Page 5: The product life cycle
When considering investing in research, development and design, a business should always be aware of the product life cycle (PLC) associated with the products in its portfolio. The life of a product is the stages that relate to the pattern of sales. These are outlined in the table.
The time period associated with the product life cycle will vary according to the product and other influences. For some, the whole life cycle could be a matter of days or weeks, for instance a piece of fruit. Others may be months, for instance seasonal items like fashion garments. For Portakabin, its products are expected to last decades. It is important to adapt the marketing mix in order to respond to changes in the market. Marketing strategies such as seeking new markets, promotion, pricing and developments that add value can extend the PLC.
The YBS is in the introduction stage of its life cycle. Portakabin has invested heavily in promoting this product to increase awareness in the market and help make the launch successful. Examples of how interest has been created in this new product include an extensive development of its website which promotes the benefits and attributes of the YBS. Existing customers have also been introduced to YBS through direct mailing.

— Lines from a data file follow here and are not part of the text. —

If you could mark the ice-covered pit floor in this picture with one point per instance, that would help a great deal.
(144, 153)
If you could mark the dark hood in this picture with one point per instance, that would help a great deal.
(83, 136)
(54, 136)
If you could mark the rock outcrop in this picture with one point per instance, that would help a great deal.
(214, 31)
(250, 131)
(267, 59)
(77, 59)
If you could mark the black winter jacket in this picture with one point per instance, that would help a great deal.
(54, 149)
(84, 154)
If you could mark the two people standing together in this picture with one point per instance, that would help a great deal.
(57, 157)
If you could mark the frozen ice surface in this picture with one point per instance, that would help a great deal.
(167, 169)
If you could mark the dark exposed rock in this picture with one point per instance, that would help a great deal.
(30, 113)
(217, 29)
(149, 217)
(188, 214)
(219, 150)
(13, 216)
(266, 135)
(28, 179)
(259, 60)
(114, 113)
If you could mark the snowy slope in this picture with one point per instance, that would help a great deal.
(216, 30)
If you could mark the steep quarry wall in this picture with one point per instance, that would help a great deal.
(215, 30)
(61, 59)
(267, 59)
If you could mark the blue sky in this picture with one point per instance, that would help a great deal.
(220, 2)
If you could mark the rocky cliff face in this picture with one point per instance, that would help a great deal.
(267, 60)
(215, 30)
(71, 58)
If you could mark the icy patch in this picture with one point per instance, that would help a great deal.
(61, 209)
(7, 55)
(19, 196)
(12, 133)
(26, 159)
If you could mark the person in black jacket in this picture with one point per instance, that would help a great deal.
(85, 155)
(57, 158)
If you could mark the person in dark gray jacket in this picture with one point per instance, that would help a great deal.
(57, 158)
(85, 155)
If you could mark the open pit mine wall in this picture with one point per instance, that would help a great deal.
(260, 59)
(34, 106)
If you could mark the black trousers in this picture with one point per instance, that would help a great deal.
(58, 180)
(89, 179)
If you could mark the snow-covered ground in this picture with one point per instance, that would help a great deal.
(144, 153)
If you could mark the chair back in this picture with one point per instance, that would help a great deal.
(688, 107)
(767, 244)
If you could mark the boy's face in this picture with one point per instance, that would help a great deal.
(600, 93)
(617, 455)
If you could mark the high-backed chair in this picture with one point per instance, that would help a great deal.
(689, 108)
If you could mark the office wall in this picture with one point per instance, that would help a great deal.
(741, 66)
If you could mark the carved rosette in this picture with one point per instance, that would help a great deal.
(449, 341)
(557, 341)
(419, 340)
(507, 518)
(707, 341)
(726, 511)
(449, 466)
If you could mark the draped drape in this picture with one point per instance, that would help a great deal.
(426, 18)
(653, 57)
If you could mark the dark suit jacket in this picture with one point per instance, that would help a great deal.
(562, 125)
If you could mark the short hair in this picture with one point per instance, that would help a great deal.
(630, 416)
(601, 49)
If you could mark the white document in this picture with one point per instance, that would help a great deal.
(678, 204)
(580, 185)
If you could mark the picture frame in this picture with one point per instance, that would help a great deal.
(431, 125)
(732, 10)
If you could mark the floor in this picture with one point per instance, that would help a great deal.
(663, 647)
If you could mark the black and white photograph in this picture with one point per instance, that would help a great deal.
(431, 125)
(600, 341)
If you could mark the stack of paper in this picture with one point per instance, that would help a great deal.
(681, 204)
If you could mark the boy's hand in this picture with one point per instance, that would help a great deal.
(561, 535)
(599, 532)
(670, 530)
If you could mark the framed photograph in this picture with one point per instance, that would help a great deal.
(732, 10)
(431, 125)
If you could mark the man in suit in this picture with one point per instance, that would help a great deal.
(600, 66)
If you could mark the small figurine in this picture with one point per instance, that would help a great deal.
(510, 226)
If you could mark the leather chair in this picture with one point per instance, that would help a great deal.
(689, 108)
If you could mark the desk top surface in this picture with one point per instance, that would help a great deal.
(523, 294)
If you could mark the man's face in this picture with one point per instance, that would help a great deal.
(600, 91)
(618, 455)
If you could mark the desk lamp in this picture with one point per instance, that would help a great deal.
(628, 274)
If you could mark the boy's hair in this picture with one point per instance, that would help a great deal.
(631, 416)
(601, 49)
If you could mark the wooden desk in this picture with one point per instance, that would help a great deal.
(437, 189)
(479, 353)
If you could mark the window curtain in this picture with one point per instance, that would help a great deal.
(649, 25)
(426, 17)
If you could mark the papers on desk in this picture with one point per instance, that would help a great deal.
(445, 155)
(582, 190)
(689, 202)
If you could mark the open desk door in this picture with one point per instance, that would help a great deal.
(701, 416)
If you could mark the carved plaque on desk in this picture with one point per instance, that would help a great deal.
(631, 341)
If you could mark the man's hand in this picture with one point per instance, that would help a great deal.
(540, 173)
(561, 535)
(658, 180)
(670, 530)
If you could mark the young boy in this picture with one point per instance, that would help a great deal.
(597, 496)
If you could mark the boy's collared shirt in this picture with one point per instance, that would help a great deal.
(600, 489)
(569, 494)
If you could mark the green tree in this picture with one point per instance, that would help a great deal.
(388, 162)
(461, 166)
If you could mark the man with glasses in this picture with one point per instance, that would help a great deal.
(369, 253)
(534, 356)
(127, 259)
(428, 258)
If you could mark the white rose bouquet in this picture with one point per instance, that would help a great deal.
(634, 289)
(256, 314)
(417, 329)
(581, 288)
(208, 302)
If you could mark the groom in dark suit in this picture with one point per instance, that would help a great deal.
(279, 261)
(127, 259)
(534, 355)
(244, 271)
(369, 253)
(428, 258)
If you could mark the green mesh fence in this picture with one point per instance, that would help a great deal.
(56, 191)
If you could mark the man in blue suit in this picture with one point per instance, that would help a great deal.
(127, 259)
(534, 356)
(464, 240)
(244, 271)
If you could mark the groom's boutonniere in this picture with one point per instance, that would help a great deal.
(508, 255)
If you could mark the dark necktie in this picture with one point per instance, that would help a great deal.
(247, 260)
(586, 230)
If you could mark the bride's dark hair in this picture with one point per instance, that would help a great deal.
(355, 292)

Depending on where the product is in the life cycle, different marketing strategies will be used. The key is to recognise how sales are changing and the effects of competition on sales and profits. Most businesses will seek to develop new products to launch so that the growth period coincides with the saturation stage of existing products. This enables a smooth transition and enables profits to be maintained. The profits from products in the maturity stage tend to finance the development of new innovations.
The commitment of Portakabin to constant innovation has been one of the main reasons it remains a market leader. As the sales of YBS grow the future success of the product will help finance further research and development.